Friday, Oct. 1, marks 21 years since the ‘October events’ in which 13 Arab citizens were killed by Israeli police during riots sparked by growing tensions between nationalist Arab-Israeli politicians and the police. “After October 2000,” Abu Much said, “the police closed its eyes to illegal firearms in Arab communities. It stopped people talking about Palestine, Palestinian rights. When someone close to you is murdered, who cares about Abu Mazen [Palestinian president Mahmoud Abbas]?”
In 2021, the Abbas on Israelis’ lips is Mansour Abbas, leader of the Israeli Islamic Movement and strange partner of Prime Minister Naftali Bennett, a right-wing nationalist who opposes Palestinian statehood, in the rainbow coalition that replaced Netanyahu in June.
On Friday, Mansour Abbas announced that Bennett’s promised visit to the Galilean city of Umm al-Fahm would be delayed to next week “out of respect for the shahids [martyrs]o f October 2000.” Netanyahu’s Likud party jumped on the announcement as a “disgrace that will never be forgotten.” In a statement, Netanyahu’s party, now in the opposition, said, “there is no bottom line that Bennett will not descend to for the sake of his political survival, which depends on Mansour Abbas.”
But Abbas’ leading role in the Israeli political sphere appears to have opened the dam for Arab citizens of Israel, even those deeply opposed to his conservative views, to demand greater involvement in the nation’s political power structure. In this, they are being joined by a growing number of Jewish allies taking to the streets to demand equal basic civil services for Arab citizens.

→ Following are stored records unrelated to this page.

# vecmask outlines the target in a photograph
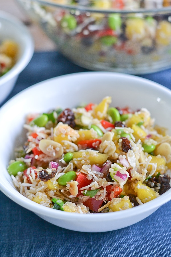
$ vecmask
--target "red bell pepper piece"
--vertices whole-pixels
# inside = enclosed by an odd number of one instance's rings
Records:
[[[88,179],[87,178],[86,175],[84,175],[82,173],[79,173],[76,179],[76,181],[78,183],[78,193],[77,195],[77,196],[78,196],[81,194],[81,192],[82,190],[81,190],[80,188],[89,185],[92,182],[92,180]]]
[[[107,121],[102,120],[101,121],[100,123],[104,128],[105,129],[111,128],[111,129],[115,128],[115,125]]]
[[[33,138],[36,138],[38,135],[37,134],[37,133],[35,133],[35,132],[33,132],[32,134],[31,134],[30,135],[30,136],[32,136]],[[29,142],[31,141],[29,139],[28,139],[28,141]]]
[[[109,186],[107,186],[106,188],[106,191],[107,192],[106,196],[107,197],[108,194],[109,194],[109,195],[110,194],[110,190],[111,189],[112,186],[111,185],[110,185]],[[104,202],[103,200],[96,200],[95,198],[89,198],[85,202],[84,202],[83,204],[85,206],[89,207],[90,210],[93,211],[98,212],[98,209],[100,208]]]
[[[117,9],[122,9],[125,7],[123,0],[116,0],[112,2],[112,7]]]
[[[87,140],[81,140],[78,142],[77,145],[79,144],[89,148],[96,148],[101,142],[100,139],[96,138]]]
[[[38,156],[40,154],[43,153],[43,152],[40,150],[38,150],[36,147],[33,148],[32,150],[34,156],[35,155],[38,155]]]
[[[115,189],[118,188],[119,188],[119,190],[118,191],[116,191]],[[107,197],[108,197],[108,200],[111,201],[112,200],[110,196],[111,192],[112,191],[114,192],[113,196],[113,197],[112,198],[115,198],[120,194],[121,192],[122,191],[122,189],[121,188],[120,186],[112,186],[110,188],[109,190],[107,190],[107,191],[108,194],[106,196]]]
[[[105,37],[106,36],[117,35],[115,32],[111,29],[107,29],[98,31],[97,33],[97,35],[99,37]]]
[[[93,106],[94,106],[94,104],[93,104],[91,103],[86,105],[86,106],[85,106],[85,107],[84,107],[84,108],[87,112],[88,112],[89,111],[91,111],[91,110],[92,110],[92,107]]]
[[[91,210],[98,212],[98,209],[100,208],[103,202],[103,200],[96,200],[95,198],[92,198],[83,202],[83,203],[85,206],[89,207]]]
[[[38,135],[37,134],[37,133],[35,133],[35,132],[33,132],[31,135],[32,136],[33,138],[36,138]]]
[[[29,168],[28,168],[26,170],[24,170],[23,172],[23,173],[25,176],[27,177],[27,179],[28,181],[28,182],[29,183],[31,183],[31,182],[30,179],[30,178],[29,177],[29,176],[28,176],[28,174],[30,174],[31,173],[31,171],[32,170],[34,169],[36,169],[36,167],[35,167],[35,166],[32,166],[32,167],[30,167]],[[35,170],[34,170],[34,174],[35,174],[35,177],[36,178],[37,177],[37,171],[36,171]]]

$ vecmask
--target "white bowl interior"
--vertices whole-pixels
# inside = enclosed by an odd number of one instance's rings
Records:
[[[129,226],[144,218],[169,200],[171,189],[160,196],[160,200],[157,198],[128,211],[84,215],[83,217],[80,214],[60,211],[56,212],[56,210],[41,206],[21,195],[13,187],[7,167],[9,161],[13,157],[14,147],[19,146],[24,141],[25,131],[23,127],[27,114],[46,112],[58,107],[72,108],[83,103],[98,103],[107,96],[112,97],[111,106],[128,106],[135,110],[142,107],[146,108],[151,112],[152,117],[156,118],[156,123],[168,128],[168,132],[171,134],[171,91],[163,86],[131,75],[106,72],[78,73],[51,79],[19,93],[0,110],[0,120],[5,121],[0,134],[1,191],[17,203],[53,224],[69,229],[87,232],[107,231]],[[52,218],[54,211],[56,214],[55,218]],[[99,227],[99,222],[103,218],[102,216],[105,216],[106,215],[111,223],[106,222]],[[122,219],[125,218],[125,215],[130,219],[129,221],[125,222],[123,225]],[[138,218],[135,218],[137,215]],[[80,221],[76,229],[75,224],[76,217],[77,220]],[[68,219],[70,225],[67,221]],[[83,219],[88,222],[86,227],[82,224]],[[119,221],[117,225],[116,222],[113,225],[112,223],[111,224],[111,221],[118,219]]]

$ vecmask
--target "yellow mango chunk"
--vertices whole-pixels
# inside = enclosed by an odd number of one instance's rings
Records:
[[[81,140],[89,140],[98,137],[97,132],[92,128],[90,129],[81,129],[78,131],[78,132],[80,136],[76,141],[76,144]]]
[[[111,101],[111,99],[110,97],[106,97],[103,98],[100,103],[95,107],[93,113],[94,117],[99,120],[104,119]]]
[[[126,22],[125,34],[130,40],[141,40],[145,34],[144,20],[141,18],[133,18],[128,19]]]
[[[79,135],[77,130],[72,128],[67,124],[60,122],[54,129],[54,141],[62,144],[64,140],[74,142]]]
[[[168,162],[168,163],[166,163],[166,165],[168,169],[171,169],[171,162]]]
[[[160,157],[158,156],[155,156],[154,155],[151,155],[152,159],[150,162],[151,163],[156,163],[158,167],[161,165],[166,165],[166,160],[162,157]]]
[[[98,0],[95,1],[94,7],[99,9],[108,9],[111,7],[111,2],[109,0]]]
[[[39,196],[37,196],[36,197],[34,197],[32,199],[32,201],[35,202],[37,203],[40,204],[41,202],[42,201],[42,199],[40,198]]]
[[[135,185],[135,192],[142,202],[149,202],[157,197],[157,193],[141,181],[139,181]]]
[[[48,188],[49,189],[58,189],[59,188],[58,183],[55,183],[54,184],[50,179],[44,182],[45,184],[45,183],[48,185]]]
[[[102,165],[107,159],[107,154],[100,153],[93,150],[74,152],[72,153],[73,161],[76,166],[79,168],[81,168],[83,165],[86,164]]]
[[[146,117],[146,114],[144,113],[136,113],[129,118],[127,123],[128,127],[131,127],[133,124],[137,125],[139,123],[142,123],[143,125],[145,126],[150,119],[150,116]]]
[[[133,134],[137,141],[139,139],[142,140],[147,135],[146,132],[137,125],[133,124],[132,127],[132,128],[134,130]]]
[[[171,24],[167,21],[159,22],[157,28],[156,39],[158,44],[167,45],[171,42]]]
[[[124,196],[124,198],[126,198],[125,200],[121,198],[115,198],[114,200],[112,201],[109,206],[109,209],[113,212],[117,212],[132,208],[133,206],[128,197]]]
[[[11,40],[6,40],[2,43],[3,51],[5,54],[11,58],[15,57],[18,51],[18,46]]]

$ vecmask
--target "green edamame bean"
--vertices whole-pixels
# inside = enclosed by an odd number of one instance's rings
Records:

The Islamic Movement’s participation in Israel’s coalition of 61 out of 120 parliamentary seats is so critical that Haaretz, the liberal daily, warned that “Israel’s government can solve the Arab crime epidemic—or become one of its victims.”
The straw that broke the camel’s back was not the daily drip of news about another shooting, or another murder, but the recapture of six Palestinian prisoners who escaped from one of Israel’s top security prisons last month. They were found and arrested within two weeks, without incident—with the help of Arab citizens who called the police when approached by the fugitives for help.
Falah Saab, a journalist and activist, said in a conversation with The Daily Beast that, “We decided to push it after two people were murdered in a single day. And those prisoners had been caught like nothing. Are you kidding me? Dangerous terrorists are easy to pick up but guys with makeshift guns shooting people up are impossible for Israeli police to find?”
“If you will it, it is not a dream,” Abu Much said, ironically recasting the famous phrase of Israeli founding father Theodor Herzl to describe the establishment of a Jewish state. “They just didn’t care about catching criminals attacking Arabs,” Abu Much said. “And your average Arab criminal knows it. So why not?”
Following the young activists, Police Minister Omer Bar Lev adopted their hashtag on his official Twitter account, as part of his commitment to act to reduce violence in Arab communities.
Speaking off the record, a senior police officer not authorized to address the subject publicly told The Daily Beast that, in addition to a lack of civic education in the Arab school system, years of underfunding and Netanyahu’s attacks against the police—who investigated the then-premiere for crimes of corruption for which he is now on trial—undercut recruitment and significantly impeded the police’s ability to act within Arab communities.
“There is major burnout, anger, and a lack of leadership,” he said. “That isn’t helping the police.”